A arte não é a natureza, a arte mantém um espelho para a natureza, ou assim nos dizem, mas é a posse e a escolha de qual parte da natureza é espelhada que torna o filme tão fascinante e significativo. As pessoas que assistem ao filme no esplêndido isolamento do cinema escurecido desfrutam de uma forma de entretenimento em que opera essa comunicação de mão única, trazendo apenas à cena o que podem: sua participação na cultura em que vivem e seu desejo de saibam que não estão sozinhos neste mundo.

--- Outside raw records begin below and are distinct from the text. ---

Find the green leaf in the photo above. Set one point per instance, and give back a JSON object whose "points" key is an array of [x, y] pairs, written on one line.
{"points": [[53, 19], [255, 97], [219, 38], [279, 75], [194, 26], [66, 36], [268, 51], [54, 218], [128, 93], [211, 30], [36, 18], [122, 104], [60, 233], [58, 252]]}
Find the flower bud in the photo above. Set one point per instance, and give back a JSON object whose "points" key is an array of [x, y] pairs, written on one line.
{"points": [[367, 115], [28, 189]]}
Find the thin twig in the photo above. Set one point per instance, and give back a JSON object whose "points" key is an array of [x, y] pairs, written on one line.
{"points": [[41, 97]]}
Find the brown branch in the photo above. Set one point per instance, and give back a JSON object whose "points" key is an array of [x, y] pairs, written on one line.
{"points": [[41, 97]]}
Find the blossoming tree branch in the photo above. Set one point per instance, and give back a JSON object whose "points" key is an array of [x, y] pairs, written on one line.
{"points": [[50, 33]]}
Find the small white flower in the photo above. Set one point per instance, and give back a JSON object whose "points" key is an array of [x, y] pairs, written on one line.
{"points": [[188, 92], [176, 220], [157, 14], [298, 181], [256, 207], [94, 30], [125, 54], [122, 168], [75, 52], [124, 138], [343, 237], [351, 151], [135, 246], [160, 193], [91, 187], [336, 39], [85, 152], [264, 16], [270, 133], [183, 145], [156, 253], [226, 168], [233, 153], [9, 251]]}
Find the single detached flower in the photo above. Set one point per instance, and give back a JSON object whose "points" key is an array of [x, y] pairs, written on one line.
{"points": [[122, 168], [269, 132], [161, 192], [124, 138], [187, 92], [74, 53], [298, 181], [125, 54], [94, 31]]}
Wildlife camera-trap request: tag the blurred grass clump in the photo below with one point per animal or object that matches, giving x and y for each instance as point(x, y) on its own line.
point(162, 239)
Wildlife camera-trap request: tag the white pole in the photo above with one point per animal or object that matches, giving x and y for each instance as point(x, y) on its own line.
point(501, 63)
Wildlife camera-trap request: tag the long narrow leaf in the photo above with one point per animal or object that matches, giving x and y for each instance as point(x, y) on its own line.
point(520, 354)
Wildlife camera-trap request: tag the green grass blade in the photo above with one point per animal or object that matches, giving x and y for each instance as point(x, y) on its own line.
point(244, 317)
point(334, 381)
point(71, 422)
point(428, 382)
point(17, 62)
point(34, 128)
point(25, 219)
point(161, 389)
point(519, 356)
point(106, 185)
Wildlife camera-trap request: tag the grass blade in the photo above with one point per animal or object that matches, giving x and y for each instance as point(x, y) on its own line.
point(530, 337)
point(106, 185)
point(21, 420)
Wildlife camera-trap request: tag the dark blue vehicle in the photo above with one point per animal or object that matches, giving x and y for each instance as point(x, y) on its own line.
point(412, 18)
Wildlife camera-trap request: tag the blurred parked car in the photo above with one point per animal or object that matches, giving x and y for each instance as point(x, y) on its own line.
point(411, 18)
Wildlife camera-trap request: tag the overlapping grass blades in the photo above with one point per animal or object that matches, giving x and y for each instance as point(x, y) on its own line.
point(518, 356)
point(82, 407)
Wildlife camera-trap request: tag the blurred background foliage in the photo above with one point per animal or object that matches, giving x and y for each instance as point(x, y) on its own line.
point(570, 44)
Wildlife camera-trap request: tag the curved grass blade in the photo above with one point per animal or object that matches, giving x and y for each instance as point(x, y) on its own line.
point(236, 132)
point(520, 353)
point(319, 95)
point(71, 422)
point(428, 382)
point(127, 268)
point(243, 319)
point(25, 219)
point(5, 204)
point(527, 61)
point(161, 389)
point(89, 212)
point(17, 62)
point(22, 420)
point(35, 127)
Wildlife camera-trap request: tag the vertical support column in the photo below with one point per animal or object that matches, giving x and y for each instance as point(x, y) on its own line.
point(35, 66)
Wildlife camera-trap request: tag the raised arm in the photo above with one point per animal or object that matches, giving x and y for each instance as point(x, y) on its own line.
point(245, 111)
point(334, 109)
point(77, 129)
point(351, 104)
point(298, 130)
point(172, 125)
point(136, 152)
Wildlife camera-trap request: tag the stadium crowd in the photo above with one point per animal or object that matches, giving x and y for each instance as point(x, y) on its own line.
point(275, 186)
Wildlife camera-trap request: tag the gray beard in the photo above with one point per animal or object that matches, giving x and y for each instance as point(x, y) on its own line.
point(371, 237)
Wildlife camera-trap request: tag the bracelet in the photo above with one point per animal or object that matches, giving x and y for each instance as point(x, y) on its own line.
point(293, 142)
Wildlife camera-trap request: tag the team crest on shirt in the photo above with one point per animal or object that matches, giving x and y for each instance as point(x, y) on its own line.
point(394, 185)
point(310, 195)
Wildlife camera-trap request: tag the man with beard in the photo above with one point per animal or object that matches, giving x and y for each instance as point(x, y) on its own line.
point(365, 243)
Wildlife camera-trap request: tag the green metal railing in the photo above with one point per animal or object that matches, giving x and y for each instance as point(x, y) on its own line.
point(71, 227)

É essa identificação com os personagens do filme que dificulta sua avaliação crítica. Bertolt Brecht sabia disso e tomou medidas para evitá-lo, mas Hollywood se deleita com isso. Mais identificação com os personagens principais vende mais ingressos. Deixe a teorização crítica para os cursos de estudos de mídia na universidade. ‘Nenhum olho seco em casa’ é o que todo diretor de cinema de sucesso almeja.
Suspense, deixando o público saber algo que a pessoa na tela não sabe, é um dos muitos dispositivos usados por diretores habilidosos. Os gritos ouvidos quando a mulher é esfaqueada no chuveiro no clássico de Hitchcock; ‘Psicose’ provavelmente não tinha nada a ver com a quantidade de dor infligida pela faca. O público não pode realmente imaginar isso. Os gritos foram causados pelo choque da situação; os níveis extremos de identificação com a vítima, a sensação de impotência da vítima na tela ou do público fora, incapaz de parar o ataque.
Por que então as pessoas vão de bom grado ver um filme que sabem, ou até esperam, que as aterrorizará?
Eles estão experimentando algo fora de seu alcance total de experiência, e fazendo isso com conforto também. Eles estão sozinhos, mesmo em um cinema lotado. O cinema não é um evento comunitário, é individualizado. No cinema, o público fica fascinado, de uma forma que raramente é possível assistir à TV ou a um vídeo na TV. O filme na tela grande não pode ser interrompido. O drama se desenrola com ou sem a sua presença, e poucas pessoas saem no meio de um filme. Isso é entretenimento!